Princeton University astrophysicist Amitava Bhattacharjee is set to lead an international team as it works to create a framework for an optimal fusion energy device.
The team, which is putting forth the effort to replicate on Earth the fusion reactions that power the sun and stars to produce a virtually limitless supply of electricity, won a Simons Foundation Mathematical and Physical Sciences Award valued at $2 million a year for four years to create the framework for an optimum stellarator that combines the best features of both types of fusion reactors, the university said in a news release.
“I cannot tell you how excited I am,” said Bhattacharjee, an Indian American professor of astrophysical sciences at Princeton who directs the international collaboration. “This project requires fundamental breakthroughs in physics, mathematics and computation. If successful, we will be able to design the world’s best fusion reactor with importance for the entire world.”

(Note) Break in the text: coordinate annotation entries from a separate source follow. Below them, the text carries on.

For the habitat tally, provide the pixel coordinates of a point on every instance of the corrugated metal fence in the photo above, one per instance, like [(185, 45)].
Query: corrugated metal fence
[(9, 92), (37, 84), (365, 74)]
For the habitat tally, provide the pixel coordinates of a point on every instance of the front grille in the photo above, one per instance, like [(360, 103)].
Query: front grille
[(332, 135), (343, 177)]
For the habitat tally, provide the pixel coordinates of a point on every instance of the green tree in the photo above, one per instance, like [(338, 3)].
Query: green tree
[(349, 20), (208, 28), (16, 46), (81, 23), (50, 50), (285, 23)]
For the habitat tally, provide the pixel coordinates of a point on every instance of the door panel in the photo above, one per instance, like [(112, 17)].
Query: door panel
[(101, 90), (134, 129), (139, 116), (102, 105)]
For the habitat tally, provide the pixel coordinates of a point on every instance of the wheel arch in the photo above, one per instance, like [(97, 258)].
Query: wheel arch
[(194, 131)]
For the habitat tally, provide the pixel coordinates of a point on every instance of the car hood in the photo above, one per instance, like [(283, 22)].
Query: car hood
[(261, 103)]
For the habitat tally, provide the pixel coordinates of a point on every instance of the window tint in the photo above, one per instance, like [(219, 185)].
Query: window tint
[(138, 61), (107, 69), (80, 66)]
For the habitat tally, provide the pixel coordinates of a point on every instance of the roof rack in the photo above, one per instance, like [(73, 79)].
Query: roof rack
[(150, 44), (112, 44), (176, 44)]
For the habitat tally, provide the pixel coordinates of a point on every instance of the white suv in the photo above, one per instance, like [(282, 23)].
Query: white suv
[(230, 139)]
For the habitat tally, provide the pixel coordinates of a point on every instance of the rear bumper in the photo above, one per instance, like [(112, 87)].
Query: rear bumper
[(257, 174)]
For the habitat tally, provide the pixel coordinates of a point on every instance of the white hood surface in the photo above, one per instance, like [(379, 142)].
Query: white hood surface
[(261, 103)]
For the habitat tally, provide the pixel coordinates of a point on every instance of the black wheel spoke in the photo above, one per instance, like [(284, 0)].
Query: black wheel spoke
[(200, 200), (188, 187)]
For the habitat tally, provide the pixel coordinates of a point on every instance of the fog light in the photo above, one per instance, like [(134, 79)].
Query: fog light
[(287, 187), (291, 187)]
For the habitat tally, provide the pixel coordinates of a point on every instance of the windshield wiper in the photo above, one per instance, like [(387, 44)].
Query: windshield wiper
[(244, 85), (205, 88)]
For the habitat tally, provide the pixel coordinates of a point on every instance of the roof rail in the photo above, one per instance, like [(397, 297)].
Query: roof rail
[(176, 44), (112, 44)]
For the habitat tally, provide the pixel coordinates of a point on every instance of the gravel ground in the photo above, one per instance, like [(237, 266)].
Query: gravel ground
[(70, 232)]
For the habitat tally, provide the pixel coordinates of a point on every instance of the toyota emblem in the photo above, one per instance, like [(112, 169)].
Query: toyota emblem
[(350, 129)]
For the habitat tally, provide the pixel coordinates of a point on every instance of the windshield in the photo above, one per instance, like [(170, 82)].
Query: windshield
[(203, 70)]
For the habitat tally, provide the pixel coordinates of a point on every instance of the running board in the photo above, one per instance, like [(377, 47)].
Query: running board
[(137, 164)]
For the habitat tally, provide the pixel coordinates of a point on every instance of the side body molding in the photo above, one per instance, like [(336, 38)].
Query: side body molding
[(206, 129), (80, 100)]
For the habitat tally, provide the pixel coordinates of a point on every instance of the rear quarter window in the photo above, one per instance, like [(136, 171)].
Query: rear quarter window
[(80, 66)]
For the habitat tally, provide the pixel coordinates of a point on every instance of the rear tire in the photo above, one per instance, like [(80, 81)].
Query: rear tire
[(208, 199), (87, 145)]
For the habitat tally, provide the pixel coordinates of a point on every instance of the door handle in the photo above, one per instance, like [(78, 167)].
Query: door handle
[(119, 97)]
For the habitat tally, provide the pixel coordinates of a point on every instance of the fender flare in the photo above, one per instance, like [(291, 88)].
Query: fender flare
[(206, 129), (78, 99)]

The sun and stars produce fusion by crushing together light elements in the form of plasma — the hot, charged state of matter composed of free electrons and atomic nuclei — with powerful gravity, the university said.

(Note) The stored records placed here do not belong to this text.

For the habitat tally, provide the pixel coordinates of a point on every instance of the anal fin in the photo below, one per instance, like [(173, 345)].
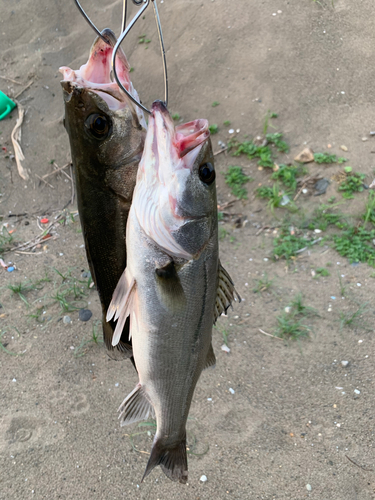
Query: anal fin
[(172, 459), (135, 407), (122, 304), (211, 359), (226, 293)]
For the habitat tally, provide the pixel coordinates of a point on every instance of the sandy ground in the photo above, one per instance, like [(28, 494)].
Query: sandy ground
[(294, 427)]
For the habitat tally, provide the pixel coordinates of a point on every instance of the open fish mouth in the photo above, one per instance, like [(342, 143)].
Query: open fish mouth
[(169, 156), (96, 74)]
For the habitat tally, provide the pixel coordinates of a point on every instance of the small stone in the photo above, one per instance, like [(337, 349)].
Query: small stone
[(84, 314), (305, 156)]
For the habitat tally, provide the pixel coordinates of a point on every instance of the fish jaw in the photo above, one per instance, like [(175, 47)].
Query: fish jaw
[(96, 75), (164, 183)]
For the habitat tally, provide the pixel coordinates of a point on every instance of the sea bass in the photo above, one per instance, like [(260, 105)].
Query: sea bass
[(106, 136), (173, 287)]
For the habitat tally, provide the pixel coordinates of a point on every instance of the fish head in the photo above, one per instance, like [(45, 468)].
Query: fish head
[(176, 190), (102, 122)]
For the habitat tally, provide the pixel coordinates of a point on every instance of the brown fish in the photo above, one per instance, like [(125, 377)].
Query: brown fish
[(107, 133)]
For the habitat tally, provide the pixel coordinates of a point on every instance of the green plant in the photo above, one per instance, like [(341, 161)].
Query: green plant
[(328, 158), (322, 272), (288, 327), (288, 175), (298, 308), (355, 243), (5, 241), (262, 284), (353, 319), (288, 244), (352, 184), (236, 179), (214, 129), (370, 208)]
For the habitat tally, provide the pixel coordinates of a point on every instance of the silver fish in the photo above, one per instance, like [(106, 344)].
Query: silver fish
[(173, 287)]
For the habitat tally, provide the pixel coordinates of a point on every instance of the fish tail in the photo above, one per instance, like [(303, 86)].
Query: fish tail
[(172, 460)]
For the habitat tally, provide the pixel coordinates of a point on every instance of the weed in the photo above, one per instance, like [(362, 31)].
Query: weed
[(355, 243), (21, 289), (236, 179), (288, 327), (287, 244), (5, 241), (370, 208), (288, 175), (327, 158), (322, 272), (298, 308), (342, 286), (222, 233), (352, 184), (354, 319), (262, 284)]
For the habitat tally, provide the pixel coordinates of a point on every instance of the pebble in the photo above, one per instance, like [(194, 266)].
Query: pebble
[(84, 314)]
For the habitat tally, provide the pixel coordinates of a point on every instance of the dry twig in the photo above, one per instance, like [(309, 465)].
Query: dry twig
[(16, 138)]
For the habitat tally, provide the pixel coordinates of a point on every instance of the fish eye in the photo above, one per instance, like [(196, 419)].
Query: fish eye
[(207, 173), (98, 125)]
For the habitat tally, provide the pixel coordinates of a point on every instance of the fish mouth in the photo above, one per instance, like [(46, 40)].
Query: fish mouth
[(167, 162), (96, 74)]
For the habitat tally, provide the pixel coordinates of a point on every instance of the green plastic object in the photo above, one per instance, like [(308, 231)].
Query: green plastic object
[(6, 105)]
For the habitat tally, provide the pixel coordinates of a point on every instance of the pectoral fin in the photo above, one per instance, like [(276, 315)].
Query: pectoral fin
[(226, 293), (122, 304), (169, 288), (211, 359)]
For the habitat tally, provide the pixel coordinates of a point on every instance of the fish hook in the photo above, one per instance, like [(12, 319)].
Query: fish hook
[(123, 24), (125, 31)]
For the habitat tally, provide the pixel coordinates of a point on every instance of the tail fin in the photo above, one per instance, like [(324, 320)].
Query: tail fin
[(173, 461)]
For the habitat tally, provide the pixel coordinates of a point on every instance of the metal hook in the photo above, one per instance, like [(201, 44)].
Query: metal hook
[(90, 22), (121, 38)]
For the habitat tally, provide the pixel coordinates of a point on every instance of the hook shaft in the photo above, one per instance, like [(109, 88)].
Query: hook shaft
[(121, 38)]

Here on Earth, stellarators and tokamaks use magnetic fields in lieu of gravity to confine and control the plasma, and temperatures hotter than the core of the sun to fuse the nuclei to release their energy, it said.

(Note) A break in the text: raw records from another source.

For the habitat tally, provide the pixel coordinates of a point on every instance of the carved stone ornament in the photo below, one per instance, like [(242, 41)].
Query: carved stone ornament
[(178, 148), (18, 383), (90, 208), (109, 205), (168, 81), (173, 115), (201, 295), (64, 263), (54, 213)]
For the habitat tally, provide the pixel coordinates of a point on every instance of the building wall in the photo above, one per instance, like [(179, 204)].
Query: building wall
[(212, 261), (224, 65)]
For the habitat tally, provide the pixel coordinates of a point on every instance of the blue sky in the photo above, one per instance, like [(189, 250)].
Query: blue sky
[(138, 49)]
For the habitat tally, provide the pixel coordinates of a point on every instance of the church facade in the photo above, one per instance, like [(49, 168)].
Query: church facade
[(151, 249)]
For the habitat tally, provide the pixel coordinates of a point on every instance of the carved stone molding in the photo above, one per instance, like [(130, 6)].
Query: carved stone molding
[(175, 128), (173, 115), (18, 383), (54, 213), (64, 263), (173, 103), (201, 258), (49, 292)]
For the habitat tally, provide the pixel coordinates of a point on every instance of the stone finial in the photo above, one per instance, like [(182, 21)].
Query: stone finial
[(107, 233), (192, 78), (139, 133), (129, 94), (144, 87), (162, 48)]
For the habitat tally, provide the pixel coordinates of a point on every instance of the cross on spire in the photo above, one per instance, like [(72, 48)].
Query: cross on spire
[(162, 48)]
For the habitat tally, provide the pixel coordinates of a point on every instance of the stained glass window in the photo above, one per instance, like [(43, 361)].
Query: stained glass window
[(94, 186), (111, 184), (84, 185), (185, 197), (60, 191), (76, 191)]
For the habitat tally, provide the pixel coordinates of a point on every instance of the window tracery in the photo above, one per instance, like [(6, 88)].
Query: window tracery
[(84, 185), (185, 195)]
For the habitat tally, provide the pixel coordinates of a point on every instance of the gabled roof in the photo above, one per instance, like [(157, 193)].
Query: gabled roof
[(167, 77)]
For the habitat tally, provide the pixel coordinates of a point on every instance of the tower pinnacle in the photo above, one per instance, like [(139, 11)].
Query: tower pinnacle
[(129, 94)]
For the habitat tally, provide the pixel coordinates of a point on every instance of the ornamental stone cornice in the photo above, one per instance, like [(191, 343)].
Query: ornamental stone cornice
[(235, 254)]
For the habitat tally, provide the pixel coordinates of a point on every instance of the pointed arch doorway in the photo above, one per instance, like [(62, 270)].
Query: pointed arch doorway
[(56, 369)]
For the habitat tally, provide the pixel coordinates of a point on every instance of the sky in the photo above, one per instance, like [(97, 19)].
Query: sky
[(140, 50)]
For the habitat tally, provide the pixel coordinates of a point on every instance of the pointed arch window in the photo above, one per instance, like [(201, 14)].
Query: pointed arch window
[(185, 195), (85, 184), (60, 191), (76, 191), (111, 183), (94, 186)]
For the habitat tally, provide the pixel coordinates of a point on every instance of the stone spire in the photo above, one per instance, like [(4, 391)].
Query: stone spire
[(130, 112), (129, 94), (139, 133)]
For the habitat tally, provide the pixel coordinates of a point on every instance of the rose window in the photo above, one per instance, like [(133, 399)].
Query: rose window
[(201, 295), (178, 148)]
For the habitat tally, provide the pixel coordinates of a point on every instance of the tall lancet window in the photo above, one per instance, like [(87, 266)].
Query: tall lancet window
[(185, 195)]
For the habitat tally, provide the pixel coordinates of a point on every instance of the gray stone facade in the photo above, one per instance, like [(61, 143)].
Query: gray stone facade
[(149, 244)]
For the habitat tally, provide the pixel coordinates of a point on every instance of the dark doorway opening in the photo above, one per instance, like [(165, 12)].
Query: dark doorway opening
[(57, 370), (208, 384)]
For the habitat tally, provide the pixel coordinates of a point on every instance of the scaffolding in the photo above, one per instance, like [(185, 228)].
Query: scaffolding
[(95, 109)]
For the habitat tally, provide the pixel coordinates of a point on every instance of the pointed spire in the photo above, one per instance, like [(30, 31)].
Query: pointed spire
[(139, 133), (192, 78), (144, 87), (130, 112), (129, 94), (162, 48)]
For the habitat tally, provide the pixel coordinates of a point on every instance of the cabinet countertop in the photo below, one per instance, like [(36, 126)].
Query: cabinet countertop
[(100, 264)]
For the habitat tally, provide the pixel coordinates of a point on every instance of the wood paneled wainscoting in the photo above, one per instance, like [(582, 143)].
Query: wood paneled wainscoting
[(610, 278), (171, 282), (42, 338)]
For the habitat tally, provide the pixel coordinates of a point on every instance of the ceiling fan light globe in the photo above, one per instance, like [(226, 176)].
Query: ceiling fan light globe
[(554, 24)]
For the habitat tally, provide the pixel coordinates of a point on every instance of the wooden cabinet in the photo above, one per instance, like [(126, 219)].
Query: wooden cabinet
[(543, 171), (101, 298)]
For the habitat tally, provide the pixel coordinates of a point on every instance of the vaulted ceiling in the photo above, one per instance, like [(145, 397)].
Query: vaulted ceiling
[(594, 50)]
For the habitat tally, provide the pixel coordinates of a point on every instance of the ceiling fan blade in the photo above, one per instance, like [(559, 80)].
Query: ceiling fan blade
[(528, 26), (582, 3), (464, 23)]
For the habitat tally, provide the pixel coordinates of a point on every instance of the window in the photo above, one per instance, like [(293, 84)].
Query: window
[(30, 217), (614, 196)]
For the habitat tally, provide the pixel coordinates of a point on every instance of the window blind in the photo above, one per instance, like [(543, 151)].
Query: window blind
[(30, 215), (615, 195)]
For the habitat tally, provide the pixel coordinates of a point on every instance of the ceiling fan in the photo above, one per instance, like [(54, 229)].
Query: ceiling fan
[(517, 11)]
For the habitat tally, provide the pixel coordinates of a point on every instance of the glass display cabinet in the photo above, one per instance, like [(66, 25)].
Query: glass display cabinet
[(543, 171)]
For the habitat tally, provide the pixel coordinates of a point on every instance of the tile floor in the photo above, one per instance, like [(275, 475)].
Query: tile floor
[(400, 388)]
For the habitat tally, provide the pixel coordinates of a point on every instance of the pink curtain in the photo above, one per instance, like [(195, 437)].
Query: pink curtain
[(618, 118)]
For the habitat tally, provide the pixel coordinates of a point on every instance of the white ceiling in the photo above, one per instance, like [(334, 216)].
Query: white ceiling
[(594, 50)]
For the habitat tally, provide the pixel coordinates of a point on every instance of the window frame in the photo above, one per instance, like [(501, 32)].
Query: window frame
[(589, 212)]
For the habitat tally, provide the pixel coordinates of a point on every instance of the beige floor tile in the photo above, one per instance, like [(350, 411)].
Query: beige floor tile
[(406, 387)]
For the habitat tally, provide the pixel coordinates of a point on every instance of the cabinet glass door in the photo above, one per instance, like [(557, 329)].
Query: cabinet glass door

Stellarators — first proposed in the early 1950s – took a back seat a decade later to tokamaks invented in the former Soviet Union, which proved better able to confine plasma and were easier to design and build, the university said.
But stellarators are now making a comeback, with major ones operating in Germany and Japan thanks to the computational capability of supercomputers and breakthroughs in mathematical techniques and physics understanding, it added.
A key feature of stellarators is their ability to operate without the electrical current that tokamaks must induce in plasma to complete the magnetic field. Such current poses a risk for tokamaks since instabilities in the plasma can cause the release of energy stored in the current, producing disruptions that can halt fusion reactions and damage tokamak components, the news release said.
An optimum stellarator would therefore combine the tokamak’s superior ability to confine the plasma with the stellarator’s ability to operate in a steady state without plasma current, it said.
The twisty magnetic fields of an optimum stellarator would have “hidden symmetries” that confine plasma in a manner comparable to the smooth, round — or “axisymmetric” — fields that tokamaks produce, it added.
This enormously complex project, titled “Hidden Symmetries and Fusion Energy,” will require many breakthroughs, the report said.
The diverse group, assembled from eight U.S. universities and four international institutions, will create a code called SIMSOPT — for SIMonS OPTimization code — to produce the framework for an optimum stellarator design, the university added.
Collaborators are from Princeton, Columbia, Cornell and New York University, and from the University of Colorado-Boulder, the University of Maryland, and the University of Texas at Austin. International participants represent the Australian National University, the University of Warwick, the Swiss École Polytechnique Fédérale de Lausanne and the Max Planck Institute for Plasma Physics in Germany.
“Our team reflects a breadth of enterprise with mathematicians and computational experts who don’t necessarily have a lot to do with plasma physics,” Bhattacharjee said in the report. “But these are experts who can provide breakthroughs and we are grateful to the Simons Foundation for this great opportunity.”